When I return to the caravan, I find that they have already left to look at the house, so I traipse back across the boggy field to join them.
“Are there geese here?” I ask my mother, who is attempting to dress both my brothers simultaneously at the same time as fiddling with the radio.
“I doubt it”, she says, “they’ll go further south than this I would assume.”
I go to the Book of British Birds and flick through the pages. The only goose in the book is a Canadian goose, but the picture has been smeared with something like butter and there is a large coffee stain over the map which points out the areas where they live. After some careful examination, it is clear that they can breed in Scotland, “but this is unlikely due to unwelcoming birds such as swans and seabirds like Great Skuas.” I don’t have a lot of trust in this book, it was free in a Kellogg’s Cornflakes packet several years ago, and is notoriously incorrect.
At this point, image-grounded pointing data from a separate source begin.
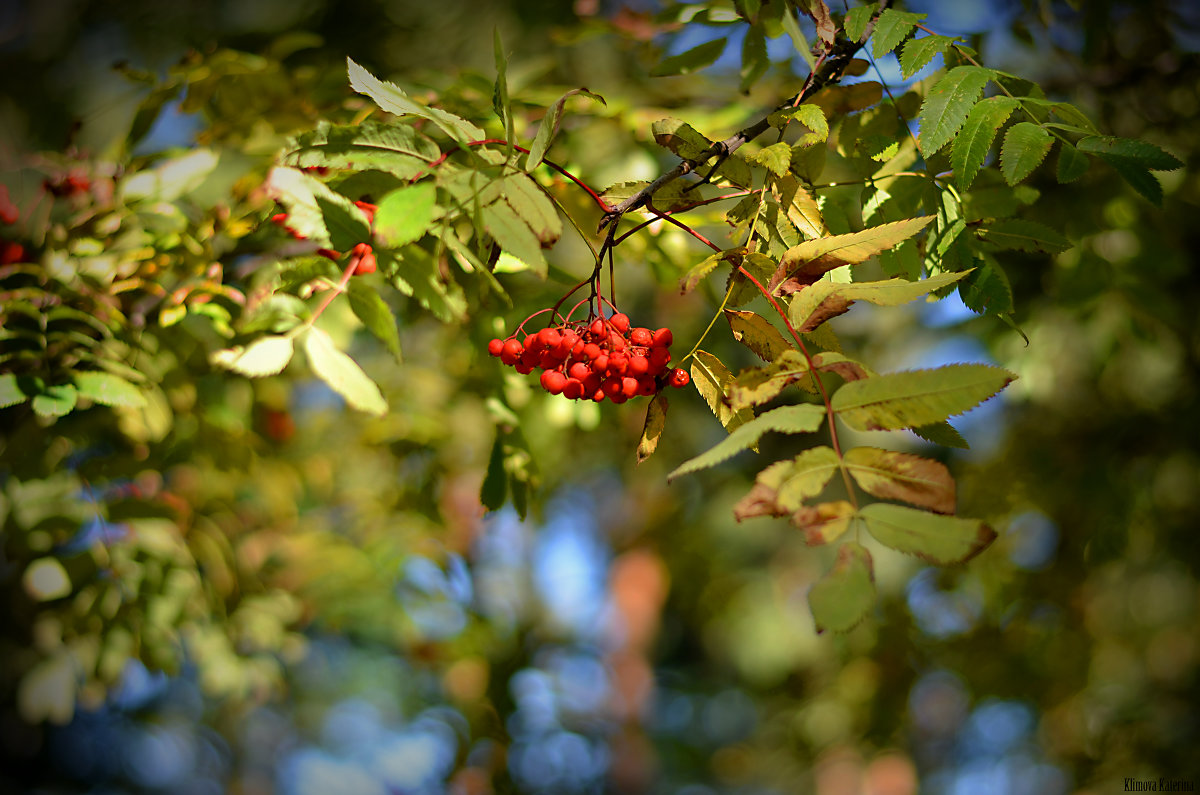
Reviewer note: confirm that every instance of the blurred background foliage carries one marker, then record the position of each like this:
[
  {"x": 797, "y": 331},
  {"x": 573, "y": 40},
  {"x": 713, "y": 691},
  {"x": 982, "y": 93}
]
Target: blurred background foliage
[{"x": 243, "y": 586}]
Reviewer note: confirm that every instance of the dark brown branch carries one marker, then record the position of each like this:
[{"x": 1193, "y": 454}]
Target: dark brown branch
[{"x": 828, "y": 71}]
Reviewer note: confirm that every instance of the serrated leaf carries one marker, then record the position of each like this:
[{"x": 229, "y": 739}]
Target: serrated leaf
[
  {"x": 514, "y": 235},
  {"x": 756, "y": 386},
  {"x": 531, "y": 203},
  {"x": 813, "y": 258},
  {"x": 263, "y": 357},
  {"x": 405, "y": 215},
  {"x": 943, "y": 541},
  {"x": 107, "y": 389},
  {"x": 1072, "y": 165},
  {"x": 823, "y": 522},
  {"x": 942, "y": 434},
  {"x": 652, "y": 430},
  {"x": 342, "y": 374},
  {"x": 1026, "y": 145},
  {"x": 757, "y": 334},
  {"x": 987, "y": 288},
  {"x": 57, "y": 400},
  {"x": 712, "y": 380},
  {"x": 777, "y": 157},
  {"x": 549, "y": 126},
  {"x": 948, "y": 103},
  {"x": 891, "y": 29},
  {"x": 1140, "y": 151},
  {"x": 919, "y": 52},
  {"x": 803, "y": 418},
  {"x": 845, "y": 595},
  {"x": 394, "y": 100},
  {"x": 10, "y": 392},
  {"x": 690, "y": 60},
  {"x": 1018, "y": 234},
  {"x": 901, "y": 476},
  {"x": 857, "y": 19},
  {"x": 370, "y": 308},
  {"x": 975, "y": 139},
  {"x": 1138, "y": 177},
  {"x": 783, "y": 488},
  {"x": 917, "y": 396},
  {"x": 823, "y": 299}
]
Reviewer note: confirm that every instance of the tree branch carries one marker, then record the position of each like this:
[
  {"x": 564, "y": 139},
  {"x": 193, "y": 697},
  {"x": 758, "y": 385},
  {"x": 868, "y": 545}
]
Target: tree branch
[{"x": 828, "y": 71}]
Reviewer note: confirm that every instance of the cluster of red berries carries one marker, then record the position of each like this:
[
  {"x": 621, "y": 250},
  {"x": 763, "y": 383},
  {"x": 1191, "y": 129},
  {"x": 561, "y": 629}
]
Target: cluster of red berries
[
  {"x": 593, "y": 360},
  {"x": 363, "y": 257}
]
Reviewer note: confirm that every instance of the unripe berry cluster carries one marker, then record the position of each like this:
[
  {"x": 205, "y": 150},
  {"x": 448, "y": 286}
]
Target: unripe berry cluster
[{"x": 594, "y": 359}]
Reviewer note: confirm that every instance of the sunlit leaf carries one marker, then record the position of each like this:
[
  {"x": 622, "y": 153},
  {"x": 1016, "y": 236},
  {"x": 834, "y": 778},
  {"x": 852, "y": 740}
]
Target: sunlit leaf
[
  {"x": 901, "y": 476},
  {"x": 917, "y": 398},
  {"x": 342, "y": 374},
  {"x": 948, "y": 103},
  {"x": 845, "y": 595},
  {"x": 943, "y": 541}
]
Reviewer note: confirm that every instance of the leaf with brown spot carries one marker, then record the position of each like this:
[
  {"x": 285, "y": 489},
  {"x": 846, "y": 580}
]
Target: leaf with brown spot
[
  {"x": 825, "y": 521},
  {"x": 901, "y": 476}
]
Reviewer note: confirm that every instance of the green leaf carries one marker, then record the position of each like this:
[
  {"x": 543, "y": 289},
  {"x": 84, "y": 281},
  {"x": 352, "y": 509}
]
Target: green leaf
[
  {"x": 342, "y": 374},
  {"x": 943, "y": 541},
  {"x": 549, "y": 126},
  {"x": 406, "y": 215},
  {"x": 972, "y": 143},
  {"x": 1018, "y": 234},
  {"x": 496, "y": 482},
  {"x": 756, "y": 386},
  {"x": 264, "y": 357},
  {"x": 891, "y": 29},
  {"x": 901, "y": 476},
  {"x": 1138, "y": 177},
  {"x": 55, "y": 400},
  {"x": 1141, "y": 151},
  {"x": 531, "y": 203},
  {"x": 823, "y": 299},
  {"x": 10, "y": 392},
  {"x": 948, "y": 103},
  {"x": 1026, "y": 145},
  {"x": 942, "y": 434},
  {"x": 777, "y": 157},
  {"x": 712, "y": 380},
  {"x": 917, "y": 396},
  {"x": 107, "y": 389},
  {"x": 514, "y": 235},
  {"x": 815, "y": 257},
  {"x": 370, "y": 308},
  {"x": 857, "y": 19},
  {"x": 691, "y": 60},
  {"x": 653, "y": 428},
  {"x": 823, "y": 522},
  {"x": 783, "y": 488},
  {"x": 757, "y": 334},
  {"x": 1072, "y": 165},
  {"x": 845, "y": 595},
  {"x": 394, "y": 100},
  {"x": 987, "y": 288},
  {"x": 919, "y": 52}
]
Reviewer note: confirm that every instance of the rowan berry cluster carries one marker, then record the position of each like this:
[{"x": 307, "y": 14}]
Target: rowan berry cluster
[
  {"x": 594, "y": 359},
  {"x": 363, "y": 256}
]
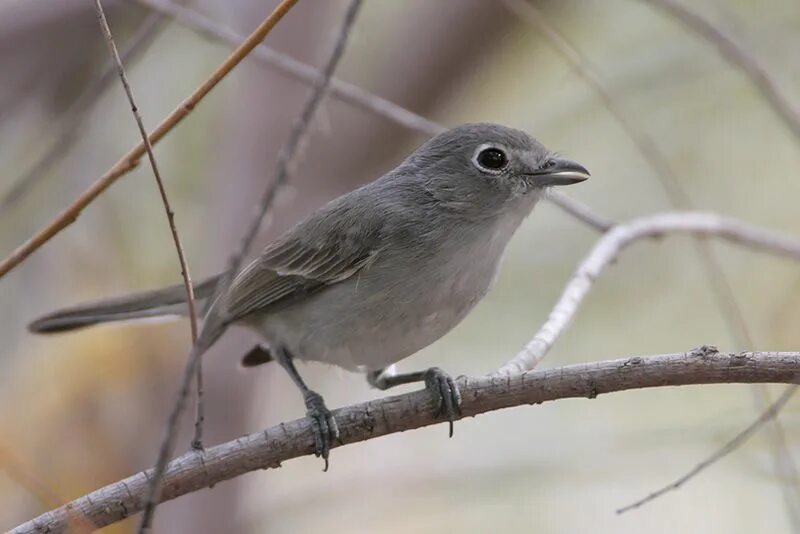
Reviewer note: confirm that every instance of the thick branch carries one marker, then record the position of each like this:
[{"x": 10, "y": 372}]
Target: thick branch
[
  {"x": 267, "y": 449},
  {"x": 620, "y": 237}
]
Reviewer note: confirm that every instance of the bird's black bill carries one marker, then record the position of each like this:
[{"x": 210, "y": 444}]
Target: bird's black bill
[{"x": 559, "y": 172}]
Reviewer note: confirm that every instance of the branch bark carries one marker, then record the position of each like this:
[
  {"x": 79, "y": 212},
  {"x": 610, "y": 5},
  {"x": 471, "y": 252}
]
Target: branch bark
[
  {"x": 269, "y": 448},
  {"x": 620, "y": 237}
]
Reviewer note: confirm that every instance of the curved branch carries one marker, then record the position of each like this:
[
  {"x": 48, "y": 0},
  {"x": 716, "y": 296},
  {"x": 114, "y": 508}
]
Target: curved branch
[
  {"x": 620, "y": 237},
  {"x": 130, "y": 160},
  {"x": 268, "y": 448},
  {"x": 740, "y": 57}
]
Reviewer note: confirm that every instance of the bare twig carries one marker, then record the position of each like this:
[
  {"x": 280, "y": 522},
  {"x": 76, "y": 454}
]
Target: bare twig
[
  {"x": 70, "y": 126},
  {"x": 723, "y": 451},
  {"x": 339, "y": 89},
  {"x": 130, "y": 160},
  {"x": 268, "y": 448},
  {"x": 620, "y": 237},
  {"x": 285, "y": 161},
  {"x": 680, "y": 199},
  {"x": 297, "y": 70},
  {"x": 187, "y": 278},
  {"x": 738, "y": 56},
  {"x": 187, "y": 281},
  {"x": 43, "y": 493}
]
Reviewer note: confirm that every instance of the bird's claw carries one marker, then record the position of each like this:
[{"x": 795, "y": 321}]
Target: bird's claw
[
  {"x": 323, "y": 425},
  {"x": 447, "y": 395}
]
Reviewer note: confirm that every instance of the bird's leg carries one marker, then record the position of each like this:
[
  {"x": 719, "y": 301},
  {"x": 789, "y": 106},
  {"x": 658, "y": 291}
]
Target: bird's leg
[
  {"x": 440, "y": 384},
  {"x": 322, "y": 422}
]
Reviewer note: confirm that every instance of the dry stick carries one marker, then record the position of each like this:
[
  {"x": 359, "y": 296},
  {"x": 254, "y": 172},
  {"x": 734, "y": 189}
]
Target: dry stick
[
  {"x": 286, "y": 162},
  {"x": 268, "y": 448},
  {"x": 130, "y": 160},
  {"x": 194, "y": 471},
  {"x": 71, "y": 125},
  {"x": 721, "y": 288},
  {"x": 341, "y": 90},
  {"x": 296, "y": 70},
  {"x": 619, "y": 238},
  {"x": 187, "y": 278},
  {"x": 28, "y": 479},
  {"x": 738, "y": 56},
  {"x": 168, "y": 442},
  {"x": 732, "y": 445}
]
Back in the kitchen, I suddenly feel angry.
“Why did we come here?” I ask my mother, “I didn’t want to come.”
“You’ll be fine”, she says.
I look at her with disgust and storm out of the house, sitting on the roof of the shed until I grow tired and hungry, and move back to the artificial warmth of the house.
Later, I have a sudden urge to be outside. I am waiting for something. For some reason, the loch looks alive, and the faint mist which hangs in the air is laced round the edges of the water, holding a mystery which I cannot begin to imagine. I walk down the hill, not taking my eyes off the loch. The air is so still and the place is silent. The silence seemed cruel yesterday. As I stand beside the loch, gazing out over its fine surface, I hear a coarse solitary call, which I have only ever imagined. I look up, and see, flying above me, a goose, wings outstretched. It is brown, with a white ring around its neck, and it flies with such grace and steadiness that it takes my breath away. I suddenly remember a song I once knew, about Freya, the goddess of beauty and love-
‘In the land of the gods where the arctic winds blow, her voice thaws the glaciers her smile melts the snow’.
I watch as Freya circles, eventually coming to rest on the loch, and crying once more her lonely, haunting cry.
Climbing over the barbed wire fence, into a field adjoining the loch, it occurs to me that this must be the start of spring.